The binding of samples in masonry is done using cement mortar. During the laying process, it is often necessary to change the length of standard samples. The best way to do this is to use a grinder with a disc for concrete. If you don’t have such an assistant at hand, you can get by with a hammer-pick. Having previously made a notch in the right place, we cut off the excess part with a hammer.

That, in principle, is all that I would like to draw your attention to. Let us only recall that these are the basics, without which no work begins. If you decide to do the masonry yourself, we recommend visiting the construction sites and asking for advice from the craftsmen. After all, masonry is a rather complex process, which is difficult to complete without some practice.

Before you start building walls, you need to make a foundation for them. In this case, it is a strip foundation, which was previously leveled with brickwork.

1. First of all, you need to clear the foundation of debris.

2. To level out unevenness on the foundation, it is necessary to prepare a thin solution. A solution is made from a mixture of sand and cement grade M 400.

3. Then uneven areas should be leveled.

4. Before starting work on the construction of walls, it is necessary to install waterproofing. To do this, take roofing felt and cut it to the required size.

5. It is convenient to cut roofing felt by one person using nylon thread and brick.

6. To do this, lay the roofing material on a flat surface, and on top of it a nylon thread tied to the brick.

7. The next step is to bend the roofing material to the desired size, in our case in half.

9. We step on the roofing felt and try to pull the thread through the folded edge of the roofing felt, thereby cutting it.

10. After we have cut the required amount of waterproofing, we lay it on the foundation.

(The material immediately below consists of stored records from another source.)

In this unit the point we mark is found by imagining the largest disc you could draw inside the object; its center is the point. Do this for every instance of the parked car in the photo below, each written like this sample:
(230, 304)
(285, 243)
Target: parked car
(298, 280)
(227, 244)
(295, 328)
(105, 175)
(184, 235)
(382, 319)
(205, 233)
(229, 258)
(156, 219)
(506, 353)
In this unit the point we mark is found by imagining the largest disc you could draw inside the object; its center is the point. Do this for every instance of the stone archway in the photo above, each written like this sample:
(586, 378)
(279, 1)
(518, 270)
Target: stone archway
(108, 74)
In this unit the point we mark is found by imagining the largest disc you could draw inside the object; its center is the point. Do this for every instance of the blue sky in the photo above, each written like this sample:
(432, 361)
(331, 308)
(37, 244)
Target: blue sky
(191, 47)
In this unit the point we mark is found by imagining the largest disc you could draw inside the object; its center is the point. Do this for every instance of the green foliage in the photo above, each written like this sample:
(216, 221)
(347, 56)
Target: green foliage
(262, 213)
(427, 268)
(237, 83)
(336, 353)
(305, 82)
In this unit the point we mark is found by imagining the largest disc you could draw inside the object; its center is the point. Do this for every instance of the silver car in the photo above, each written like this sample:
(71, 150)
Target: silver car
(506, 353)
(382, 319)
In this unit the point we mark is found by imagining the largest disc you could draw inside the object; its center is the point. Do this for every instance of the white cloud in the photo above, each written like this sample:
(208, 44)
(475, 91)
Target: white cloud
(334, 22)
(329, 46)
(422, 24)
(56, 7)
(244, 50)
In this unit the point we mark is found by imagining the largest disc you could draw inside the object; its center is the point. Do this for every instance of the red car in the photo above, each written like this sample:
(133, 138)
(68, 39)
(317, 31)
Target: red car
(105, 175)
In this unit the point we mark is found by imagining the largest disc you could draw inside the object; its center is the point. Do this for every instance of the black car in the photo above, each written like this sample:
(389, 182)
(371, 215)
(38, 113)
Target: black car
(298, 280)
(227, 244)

11. To prevent the waterproofing from being blown away by the wind, it is pressed down with cinder blocks.

12. We begin laying the walls by placing the corners.

13. After the corners are set and the diagonals are checked, we begin laying the wall.

15. To fasten the blocks together, you need to apply the solution to the end of the block.

16. Place the block in its place, while pressing it against the adjacent block.

17. To ensure that the walls are even, we lay the masonry under a mooring cord, which is attached to a bracket made from electrode wire No. 3 by bending it in half.

18. We stretch the mooring cord over the entire length of the wall, securing the brackets with bricks on the corner blocks.

19. In this case, the thread of the mooring cord should be tightly stretched. We apply tension to such an extent that the bracket is at the limit of being pulled out from under the brick.

20. The consistency of the mortar for laying blocks should not be liquid. To save mortar, we lay the bed only along the area of ​​contact between the block and the working surface.

21. When laying the block, the mortar will fill only the necessary parts of the contact.